Наконец Павел решился и мелкими шажками подошел к тому месту, где стена становилась прозрачной, — как учил Андрий, — и она разошлась перед ним. Павел оказался в громаднейшем зале. Вдаль уходили ряды сенсорных витрин. Перекрестившись, Павел пошел вдоль мерцающих экранов. К счастью, он убедился, что и городским ведом порядок — товары были расположены не наобум, как боялся, а по порядку. Иначе и век бы не сыскал нужное!
В первом, втором и третьем рядах продавались напитки и всевозможные фрукты, в четвертом, пятом и шестом — твердая пища, седьмой был отведен под самые невероятные лакомства, восьмой — под различную утварь, двенадцатый — под удивительные механизмы и диковинки…
Павел нашел то, за чем пришел в тридцать седьмом ряду, порядком уже намаявшись и отчаявшись. Совета спросить он ни у кого не мог — в магазине было пусто. Это порядком удивляло молодого послушника, но потом вспомнил, что Андрий рассказывал, будто людям даже не обязательно выходить за покупкой из дому.
Перед нужным экраном Павел застыл в нерешительности — виной тому было то, что каждого требуемого ему продукта было множество сортов, и он не знал, какой выбрать. Он аккуратно дотрагивался заскорузлой ладонью до теплой, словно живой, витрины и по очереди нажимал на изображения товаров, внимательно изучая появляющиеся характеристики. Беззвучно шевеля губами, он читал рекомендации и отзывы предыдущих покупателей, придирчиво сравнивая.
Занятие это полностью поглотило его, и он не сразу заметил, что кто-то подошел к нему и встал сзади.
— Молодой человек, — услышал Павел и вздрогнул. — Вам здесь что глянулось?
Он обернулся, и точно громом его поразило — рядом стоял преподобный игумен Дионисий.

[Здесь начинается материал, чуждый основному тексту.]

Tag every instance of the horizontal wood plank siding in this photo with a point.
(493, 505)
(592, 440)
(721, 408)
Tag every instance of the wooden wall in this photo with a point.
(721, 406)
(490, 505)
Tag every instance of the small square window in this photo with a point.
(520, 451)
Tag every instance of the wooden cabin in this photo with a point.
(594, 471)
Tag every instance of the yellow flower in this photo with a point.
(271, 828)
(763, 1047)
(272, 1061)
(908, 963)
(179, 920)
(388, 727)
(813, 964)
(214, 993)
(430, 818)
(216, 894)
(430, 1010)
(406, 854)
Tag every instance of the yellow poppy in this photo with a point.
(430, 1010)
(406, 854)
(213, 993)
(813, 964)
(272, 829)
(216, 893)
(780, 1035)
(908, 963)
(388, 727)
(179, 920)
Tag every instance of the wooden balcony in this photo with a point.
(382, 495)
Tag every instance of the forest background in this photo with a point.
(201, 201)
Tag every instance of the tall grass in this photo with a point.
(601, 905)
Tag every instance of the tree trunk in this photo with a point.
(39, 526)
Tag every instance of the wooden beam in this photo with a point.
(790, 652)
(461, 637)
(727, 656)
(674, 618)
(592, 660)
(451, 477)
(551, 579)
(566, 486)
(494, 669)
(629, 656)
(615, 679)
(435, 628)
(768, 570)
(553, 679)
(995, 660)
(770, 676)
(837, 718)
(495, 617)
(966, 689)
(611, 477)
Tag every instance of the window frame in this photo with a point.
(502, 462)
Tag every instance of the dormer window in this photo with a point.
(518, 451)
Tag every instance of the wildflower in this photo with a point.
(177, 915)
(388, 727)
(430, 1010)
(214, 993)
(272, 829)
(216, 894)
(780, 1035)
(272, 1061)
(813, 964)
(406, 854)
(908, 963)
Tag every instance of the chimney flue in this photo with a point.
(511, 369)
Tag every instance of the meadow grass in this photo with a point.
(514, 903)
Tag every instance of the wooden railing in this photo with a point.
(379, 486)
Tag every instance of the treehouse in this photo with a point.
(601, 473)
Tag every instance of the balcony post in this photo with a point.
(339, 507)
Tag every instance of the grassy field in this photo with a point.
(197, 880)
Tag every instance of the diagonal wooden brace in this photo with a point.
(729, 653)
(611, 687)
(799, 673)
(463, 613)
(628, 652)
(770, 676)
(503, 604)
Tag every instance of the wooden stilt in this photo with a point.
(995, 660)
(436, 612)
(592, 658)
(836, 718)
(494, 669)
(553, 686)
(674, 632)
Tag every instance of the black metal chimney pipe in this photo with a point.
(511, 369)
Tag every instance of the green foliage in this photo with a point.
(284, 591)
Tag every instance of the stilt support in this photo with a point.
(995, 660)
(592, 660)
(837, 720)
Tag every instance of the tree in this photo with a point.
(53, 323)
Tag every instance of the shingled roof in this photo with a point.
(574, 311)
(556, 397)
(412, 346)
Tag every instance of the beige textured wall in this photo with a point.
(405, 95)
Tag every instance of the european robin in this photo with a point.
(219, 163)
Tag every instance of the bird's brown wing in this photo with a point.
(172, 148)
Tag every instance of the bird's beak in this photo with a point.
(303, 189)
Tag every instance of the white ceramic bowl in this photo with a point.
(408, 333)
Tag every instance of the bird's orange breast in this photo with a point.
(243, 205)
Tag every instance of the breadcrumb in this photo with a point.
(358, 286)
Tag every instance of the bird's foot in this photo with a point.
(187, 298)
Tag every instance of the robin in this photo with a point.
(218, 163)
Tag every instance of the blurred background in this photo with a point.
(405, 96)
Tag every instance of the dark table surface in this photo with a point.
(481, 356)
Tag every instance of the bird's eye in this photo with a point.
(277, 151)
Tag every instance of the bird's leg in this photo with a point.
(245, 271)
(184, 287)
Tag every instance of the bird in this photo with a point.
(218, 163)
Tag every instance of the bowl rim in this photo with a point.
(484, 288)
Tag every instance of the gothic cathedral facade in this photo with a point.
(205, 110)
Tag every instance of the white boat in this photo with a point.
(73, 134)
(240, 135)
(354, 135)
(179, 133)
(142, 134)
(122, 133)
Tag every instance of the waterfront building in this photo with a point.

— Послушник Павел?! — удивился игумен. — Признаться, не ожидал. Интересуетесь?
Павел смущенно кивнул.
— Чем же именно? — поинтересовался Дионисий.
Павел молча протянул ему бумажку с каракулями Андрия. Потупился в ожидании упреков, — хоть и не чувствовал вины за собой, а все же боязно стало!
Игумен бумажку рассматривал долго. Потом кивнул.
— Здесь есть подавители, — сказал он, указав на витрину. — Я бы советовал предпочесть продукцию компании «Норд».
Послушник смиренно поклонился.
— Но дозволено ли мне будет узнать, зачем ты желаешь приобрести их? — спросил игумен. — И откуда средства имеешь?
Послушник перекрестился и сказал без утайки:
— Слаб дух мой, но должно сберечь его мне от лап врага человеческого.
Деньги же мои, выданные монастырем на потребные нужды и сбереженные мною за год.
Игумен посмотрел на стоптанные, неоднократно чиненые сапоги послушника и кивнул.
— Я знаю, Павел, — сказал Дионисий, — что верой ты служишь, и ревностно исполняешь свой монашеский подвиг, в единомыслии и братолюбии, неукоснительно соблюдая строгую духовную дисциплину, но должен ты сказать обо всем подробнее!
Он смотрел любопытно, и Павел, кряхтя от смущения, начал рассказывать:
— Жена дьякона нашего — сущая красавица. Лицом красна, зубы как жемчуга, грудь велика, бедра широкие и крепкие, но стан гибкий, юный. Словно горячим молоком и медом дьячиха вся налита.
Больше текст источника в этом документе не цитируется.